McMILLIN, C.J., KING AND SOUTHWICK, P.JJ., BRIDGES, DIAZ, IRVING, LEE, PAYNE, AND THOMAS, JJ., CONCUR. 
      
      . Section 99-15-35 provides:
      On satisfactory showing, in writing, sworn to by the prisoner, made to the court, or to the judge thereof in vacation, supported by the affidavits of two or more credible persons, that, by reason of prejudgment of the case, or grudge or ill will to the defendant in the public mind, he cannot have a fair and impartial trial in the county where the offense is charged to have been committed, the circuit court, or the judge thereof in vacation, may change the venue in any criminal case to a convenient county, upon such terms, as to the costs in the case, as may be proper.

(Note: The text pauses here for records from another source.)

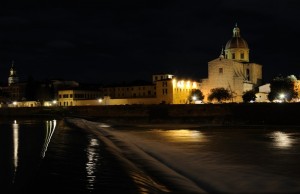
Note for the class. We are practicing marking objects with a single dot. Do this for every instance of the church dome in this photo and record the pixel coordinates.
(236, 41)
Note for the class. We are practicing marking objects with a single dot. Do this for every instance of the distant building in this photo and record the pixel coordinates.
(232, 69)
(164, 89)
(263, 92)
(12, 78)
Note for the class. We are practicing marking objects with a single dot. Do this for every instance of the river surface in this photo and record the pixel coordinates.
(80, 156)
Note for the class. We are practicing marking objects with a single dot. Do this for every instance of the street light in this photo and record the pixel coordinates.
(282, 97)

      Miss.Code Ann. § 99-15-35 (Rev.1994).
     
      
      . The Wheeler factors are the following:
      [W]hether the crime was a first offense, whether a defendant was a mastermind or follower, and whether a defendant cooperated with the prosecution....”
      
        Wheeler, 802 F.2d at 783. Contrary to Peterson’s reliance on Wheeler to support his argument, the United States Court of Appeals for the Fifth Circuit opined that these factors "can justify giving co-defendants widely different sentences.” Id. (emphasis added).
     
      
      . Section 97-17-7 provides in relevant part:
      Any person who wilfully and maliciously sets fire to or burns or causes to be burned, or who aids, counsels or procures the burning of any personal property of whatsoever class' or character; (such property being of the value of twentyfive dollars and the property of another person), shall be guilty of arson in the third degree and upon conviction thereof, be sentenced to the penitentiary for not less than one nor more than three years,
      Miss.Code Ann. § 97-17-7 (Rev.1994).